Una cittadina segnala su Facebook: il turno è assegnato con bigliettini fatti a mano

GIULIANOVA. Una sala di attesa che è di fatto un corridoio e quasi in mezzo alla strada, fra l’arco del portone principale e l’ingresso, con sedie sgangherate, scatoloni colorati e i bidoni dei rifiuti nell’ingresso dell’ascensore. La scena davanti all’ufficio anagrafe del Comune la racconta una cittadina, in modo semplice e a divertente, sulla pagina Fb “Sei Giuliese se...”.
«Sono rimasta colpita dal degrado e dal disordine dell'ingresso principale. C’erano quattro sedie, reperti archeologici, ognuna diversa dall'altra, rovinate e con la tappezzeria bucata, nere, verdi, blu. Lungo l'ingresso contenitori di cartone colorati che non si capisce a cosa servono. Una bacheca era vuota e nell’altra c’era affisso l’annuncio di un appartamento in affitto. La porta che dà l'accesso all'ufficio anagrafe è vecchia e cigolante. Ho bussato perché non sapevo se dentro c’era già qualcuno e quando sono entrata l’impiegata mi ha detto di attendere fuori e di prendere il numeretto. Non ho trovato la macchinetta però in una nicchia del muro ho trovato una scatola rivestita di carta con tanti foglietti fatti a mano, azzurri e bianchi e su ciascuno dei numeri scritti sempre a mano. Ho letto le istruzioni per i numeretti e ho preso il foglietto con il numero rosa». Evidentemente il Comune non può munirsi dei pratici – e poco costosi – dispensatori di biglietti, preferendo un metodo “fatto in casa”. La cittadina riprende: «Poco dopo è uscita una coppia, però nessuno mi chiamava. Così ho preso coraggio e ho bussato di nuovo e finalmente l’impiegata mi ha fatto accomodare. Ho fatto quello che dovevo fare ma non ho potuto fare a meno di rammaricarmi di non aver fatto due foto, e forse meglio cosi, perché amo Giulianova, e continuo a chiedermi come mai in Marocco, che ho visitato diverse volte, sono anni luce avanti a noi».
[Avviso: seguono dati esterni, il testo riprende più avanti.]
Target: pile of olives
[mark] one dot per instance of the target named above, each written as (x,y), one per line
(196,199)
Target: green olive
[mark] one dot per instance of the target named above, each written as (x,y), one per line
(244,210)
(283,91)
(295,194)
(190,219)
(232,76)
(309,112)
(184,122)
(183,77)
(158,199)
Il post è stato condiviso più volte ed ha avuto tanti commenti e c’è chi ha anche ricordato la fioriera all’esterno, utilizzata come portacenere. Stamattina, per magia, il corridoio-sala d’attesa appariva riordinato e, accanto alle vecchie, sedie verdi più nuove. La fioriera però è ancora lì a testimoniare una certa sciatteria e il vano ascensore somiglia più a un ripostiglio. La donna ha spiegato che il suo non era un post di protesta, ma un appello a rendere più decoroso un luogo pubblico e di conseguenza il resto della città: «Giulianova ha potenzialità enormi, è una perla balneare con il suo porto, i parchi e la storia, eppure è tenuta malissimo e spesso i turisti hanno l’impressione di essere arrivati in un paese diverso, disagiato, ai confini del mondo».